All his things were there. Only his family was gone.
Jonathan stood, limped across the room and down the stairs. He could hear Jenny moving about in the kitchen. Bobby would be rising soon. He would want to help, but Jonathan did not want his help this time. Later, perhaps, but now it was his task alone.
He stepped quietly out the front door, climbed down the steps. The morning light was spreading, the scraps of fog hanging low over the river and twisting around the clumps of trees on the bank. Jonathan walked around the house, up the slight hill to the family plot. He stood for a long moment, looking at the place where his mother was buried, the fresh-turned earth beside it that marked his father’s grave.
Robley had died before the Abigail Wilson tied up. Jonathan had seen the body carried back with him. His father had been born and raised on Paine Plantation, had known all his greatest joys on that patch of land. When his body rotted away and mixed again with the soil, it had to be that soil, it could be no other.
At last Jonathan tore his eyes from the twin headstones, walked back down the hill. In the shed he found a big felling ax. He swung it over his shoulder, headed back to the house.
Jonathan hobbled past the porch, up to the old oak, the earthly remains of his beloved tree. He looked it up and down, the horrible thing his father had created there. But not his father, not really. The gargoyle had been cut by a man driven mad by grief, and that man may well have looked like Robley Paine, but it was not him.
Jonathan hefted his ax, let it rest on his shoulder as he adjusted his grip, then brought it back and swung it at the base of the tree.
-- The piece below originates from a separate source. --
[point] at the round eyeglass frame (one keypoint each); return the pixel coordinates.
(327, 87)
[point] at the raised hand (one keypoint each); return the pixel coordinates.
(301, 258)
He felt the good, sharp steel bite into the ancient wood. He wiggled it free, brought the ax back, and chopped again, and this time a chip flew.
It would not be easy. It would take a long time. He was alone now, with only Bobby to help him. His family was gone and the Negroes had mostly all run to the Yankees. But still he knew he would not stop until he had cut down this terrible thing that had once been the Paines’ precious tree, this nightmare the war had made. Rip the stump out, roots and all.
And then he would plant a new oak. It would not be the same—it could never be the same—but it too would grow tall and strong. He would raise it up from the ground, this new and beautiful and good thing.